Avalon looks forward to gleaning important and essential lessons from this group, as well as encouraging the SAC to consider themselves as pivotal actors of change. This may lead to their development as activists and policy-changers. Furthermore, the collective wisdom collected via the SAC can be communicated and disseminated throughout the community. Avalon will encourage researchers, legal field representatives, healthcare professionals, and law enforcement agencies to engage with the SAC (where appropriate and with certain safeguards to protect confidential information) so that their voices and perspectives are included and referred to as institutions work to address equity and service to survivors.

EXPERT WITNESS TESTIMONIES

Justice. This looks different for each survivor of sexual violence. For some, justice does not involve law enforcement or the criminal justice system at all; but for many… it does. Two-thirds of sexual assaults are reported to police and a majority of survivors choose to participate in the prosecution of their perpetrator(s). Unfortunately, the criminal justice system has a weak history of holding offenders accountable and is steeped in institutional bias and a prevailing attitude of not believing victims. Statistics reveal that less than 2% of offenders are convicted of sexual assault, and even fewer are actually incarcerated. These statistics are appalling and speak to the biased nature in which our culture, and the criminal justice system, view sexual violence. The need for qualified and experienced experts in the field of sexual violence is immense.

Avalon Healing Center’s Sexual Assault Forensic Examiner’s staff is trained in the provision of expert witness testimony and has extensive experience in this area.

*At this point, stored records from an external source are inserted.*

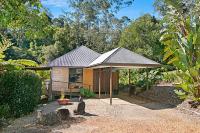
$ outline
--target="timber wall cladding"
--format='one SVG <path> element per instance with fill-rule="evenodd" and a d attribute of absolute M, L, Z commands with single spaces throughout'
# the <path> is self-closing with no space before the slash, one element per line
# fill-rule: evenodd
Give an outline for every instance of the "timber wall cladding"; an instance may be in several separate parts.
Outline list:
<path fill-rule="evenodd" d="M 110 72 L 109 69 L 104 68 L 101 70 L 101 92 L 110 92 Z M 112 72 L 112 88 L 118 89 L 119 72 Z M 94 69 L 93 73 L 93 91 L 99 92 L 99 69 Z"/>
<path fill-rule="evenodd" d="M 69 82 L 69 69 L 66 67 L 52 68 L 52 90 L 67 91 Z"/>
<path fill-rule="evenodd" d="M 83 69 L 83 87 L 93 89 L 93 69 Z"/>

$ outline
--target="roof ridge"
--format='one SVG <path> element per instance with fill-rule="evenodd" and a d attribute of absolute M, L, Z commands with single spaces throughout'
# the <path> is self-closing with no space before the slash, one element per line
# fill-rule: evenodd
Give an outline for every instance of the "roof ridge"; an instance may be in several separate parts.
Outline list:
<path fill-rule="evenodd" d="M 98 53 L 98 52 L 96 52 L 96 51 L 94 51 L 94 50 L 92 50 L 92 49 L 90 49 L 90 48 L 88 48 L 88 47 L 86 47 L 86 46 L 84 46 L 84 45 L 81 45 L 81 46 L 79 46 L 79 47 L 77 47 L 77 48 L 75 48 L 75 49 L 72 49 L 72 50 L 70 50 L 69 52 L 65 53 L 64 55 L 62 55 L 62 56 L 60 56 L 60 57 L 57 57 L 57 58 L 55 58 L 54 60 L 57 60 L 58 58 L 61 58 L 61 57 L 65 56 L 65 55 L 68 55 L 68 54 L 70 54 L 70 53 L 74 52 L 75 50 L 78 50 L 78 49 L 80 49 L 81 47 L 85 47 L 85 48 L 89 49 L 90 51 L 93 51 L 93 52 L 95 52 L 95 53 L 97 53 L 97 54 L 101 55 L 100 53 Z M 52 60 L 52 61 L 54 61 L 54 60 Z M 51 61 L 51 62 L 52 62 L 52 61 Z"/>
<path fill-rule="evenodd" d="M 116 50 L 112 54 L 110 54 L 102 63 L 105 63 L 106 61 L 108 61 L 111 58 L 112 55 L 115 55 L 117 53 L 117 51 L 119 51 L 119 49 L 121 49 L 121 47 L 117 47 L 115 49 Z M 112 49 L 112 50 L 114 50 L 114 49 Z M 112 50 L 110 50 L 110 51 L 112 51 Z"/>
<path fill-rule="evenodd" d="M 70 50 L 69 52 L 65 53 L 65 54 L 64 54 L 64 55 L 62 55 L 62 56 L 59 56 L 59 57 L 55 58 L 55 59 L 54 59 L 54 60 L 52 60 L 52 61 L 55 61 L 55 60 L 57 60 L 57 59 L 59 59 L 59 58 L 61 58 L 61 57 L 65 56 L 65 55 L 68 55 L 68 54 L 70 54 L 70 53 L 74 52 L 75 50 L 77 50 L 77 49 L 80 49 L 82 46 L 83 46 L 83 45 L 81 45 L 80 47 L 77 47 L 77 48 L 75 48 L 75 49 L 72 49 L 72 50 Z M 51 61 L 51 62 L 52 62 L 52 61 Z"/>

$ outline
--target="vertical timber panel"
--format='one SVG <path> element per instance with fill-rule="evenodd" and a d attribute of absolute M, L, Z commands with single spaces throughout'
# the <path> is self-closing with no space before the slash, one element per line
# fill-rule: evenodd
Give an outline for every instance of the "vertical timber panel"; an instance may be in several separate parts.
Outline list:
<path fill-rule="evenodd" d="M 52 68 L 52 91 L 67 91 L 69 83 L 69 69 L 67 67 Z"/>
<path fill-rule="evenodd" d="M 93 91 L 93 69 L 83 69 L 83 87 Z"/>

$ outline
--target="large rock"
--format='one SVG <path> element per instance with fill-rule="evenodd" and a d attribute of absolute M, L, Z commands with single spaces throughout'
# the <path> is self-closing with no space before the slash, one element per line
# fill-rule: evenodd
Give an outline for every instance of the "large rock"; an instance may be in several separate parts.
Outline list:
<path fill-rule="evenodd" d="M 59 108 L 54 112 L 43 114 L 41 110 L 37 111 L 37 123 L 45 126 L 60 124 L 62 120 L 67 120 L 70 112 L 66 108 Z"/>
<path fill-rule="evenodd" d="M 70 117 L 69 110 L 66 108 L 60 108 L 57 110 L 57 115 L 61 120 L 67 120 Z"/>
<path fill-rule="evenodd" d="M 61 123 L 60 117 L 57 115 L 57 112 L 50 112 L 47 114 L 38 114 L 37 123 L 45 126 L 53 126 Z"/>

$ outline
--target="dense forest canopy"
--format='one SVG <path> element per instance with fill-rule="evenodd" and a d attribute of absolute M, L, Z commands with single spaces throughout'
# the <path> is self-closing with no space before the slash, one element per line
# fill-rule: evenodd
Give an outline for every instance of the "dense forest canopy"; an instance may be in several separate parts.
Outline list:
<path fill-rule="evenodd" d="M 1 3 L 1 36 L 12 42 L 5 52 L 6 60 L 23 58 L 46 64 L 85 45 L 99 53 L 123 46 L 161 61 L 157 18 L 150 14 L 136 20 L 116 17 L 134 0 L 70 0 L 70 12 L 57 18 L 39 0 Z"/>

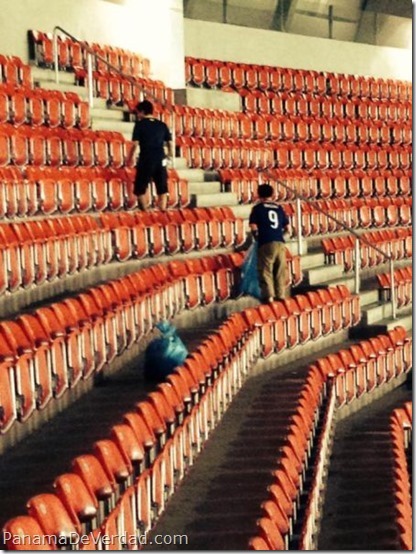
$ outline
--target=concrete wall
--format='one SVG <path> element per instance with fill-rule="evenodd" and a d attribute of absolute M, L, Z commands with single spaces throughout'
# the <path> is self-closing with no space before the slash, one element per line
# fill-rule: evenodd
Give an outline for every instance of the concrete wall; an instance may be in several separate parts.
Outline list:
<path fill-rule="evenodd" d="M 56 25 L 148 57 L 154 78 L 184 85 L 182 0 L 0 0 L 0 53 L 27 61 L 28 29 L 52 32 Z"/>
<path fill-rule="evenodd" d="M 412 79 L 412 51 L 184 20 L 187 56 Z M 215 37 L 213 40 L 212 37 Z"/>

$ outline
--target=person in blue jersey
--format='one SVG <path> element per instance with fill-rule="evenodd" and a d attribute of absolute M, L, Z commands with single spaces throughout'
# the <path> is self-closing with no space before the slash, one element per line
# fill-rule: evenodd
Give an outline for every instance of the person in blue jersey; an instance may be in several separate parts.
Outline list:
<path fill-rule="evenodd" d="M 158 207 L 165 211 L 168 202 L 167 164 L 172 159 L 172 135 L 168 126 L 153 117 L 153 104 L 149 100 L 139 102 L 136 107 L 137 121 L 134 125 L 133 148 L 127 157 L 126 164 L 136 156 L 136 177 L 133 192 L 137 196 L 139 208 L 146 210 L 146 192 L 153 180 L 158 196 Z M 167 156 L 165 152 L 167 150 Z"/>
<path fill-rule="evenodd" d="M 250 213 L 249 225 L 258 242 L 257 271 L 263 302 L 286 297 L 286 247 L 284 234 L 289 219 L 283 208 L 273 201 L 273 187 L 258 187 L 259 202 Z"/>

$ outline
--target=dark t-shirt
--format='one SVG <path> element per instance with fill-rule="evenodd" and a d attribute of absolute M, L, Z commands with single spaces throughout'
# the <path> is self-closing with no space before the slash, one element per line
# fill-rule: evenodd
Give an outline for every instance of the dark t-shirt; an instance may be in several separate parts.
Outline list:
<path fill-rule="evenodd" d="M 136 121 L 132 140 L 139 141 L 140 158 L 163 159 L 165 142 L 172 140 L 166 123 L 153 117 Z"/>
<path fill-rule="evenodd" d="M 283 233 L 289 220 L 276 202 L 259 202 L 251 210 L 249 223 L 257 225 L 259 246 L 267 242 L 285 242 Z"/>

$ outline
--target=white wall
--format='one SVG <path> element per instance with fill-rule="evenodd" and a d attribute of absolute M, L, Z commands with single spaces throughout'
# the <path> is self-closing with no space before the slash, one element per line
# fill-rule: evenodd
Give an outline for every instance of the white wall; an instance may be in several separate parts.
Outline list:
<path fill-rule="evenodd" d="M 148 57 L 154 78 L 184 85 L 182 0 L 0 0 L 0 53 L 27 61 L 28 29 L 55 25 Z"/>
<path fill-rule="evenodd" d="M 184 30 L 185 54 L 195 58 L 412 80 L 411 50 L 193 19 Z"/>

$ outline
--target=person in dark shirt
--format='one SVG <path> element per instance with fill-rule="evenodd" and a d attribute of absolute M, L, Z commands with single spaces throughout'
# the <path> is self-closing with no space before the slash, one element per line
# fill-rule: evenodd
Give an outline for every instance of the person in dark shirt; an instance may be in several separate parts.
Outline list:
<path fill-rule="evenodd" d="M 172 159 L 172 136 L 168 126 L 153 117 L 153 104 L 149 100 L 139 102 L 136 111 L 137 121 L 132 137 L 134 145 L 126 160 L 126 164 L 129 165 L 136 156 L 137 148 L 140 147 L 133 192 L 137 196 L 139 208 L 146 210 L 147 187 L 153 180 L 158 196 L 158 207 L 164 211 L 168 202 L 167 164 Z"/>
<path fill-rule="evenodd" d="M 258 187 L 259 202 L 251 210 L 249 225 L 258 241 L 257 271 L 264 302 L 286 297 L 286 247 L 284 233 L 289 220 L 283 208 L 273 201 L 269 184 Z"/>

Our staff has helped hold hundreds of sexual assault perpetrators accountable through the provision of our testimony, and in doing so, hope to provide some kind of justice for our clients while at the same time helping to make our community safer by taking dangerous criminals off the streets.

Avalon staff also has experience in testifying for the defense, as our role in the courtroom remains focused on testifying to our examination findings, protocols and education regarding our role in medical-forensic healthcare. We are always healthcare first and foremost, and forensic second.

Our work within the criminal justice system crosses over into training for prosecutors, defense and civil attorneys, as well as the judges overseeing these cases. Avalon is the only organization in our community qualified to provide this level of training and witness testimony, and has been doing so for over a decade.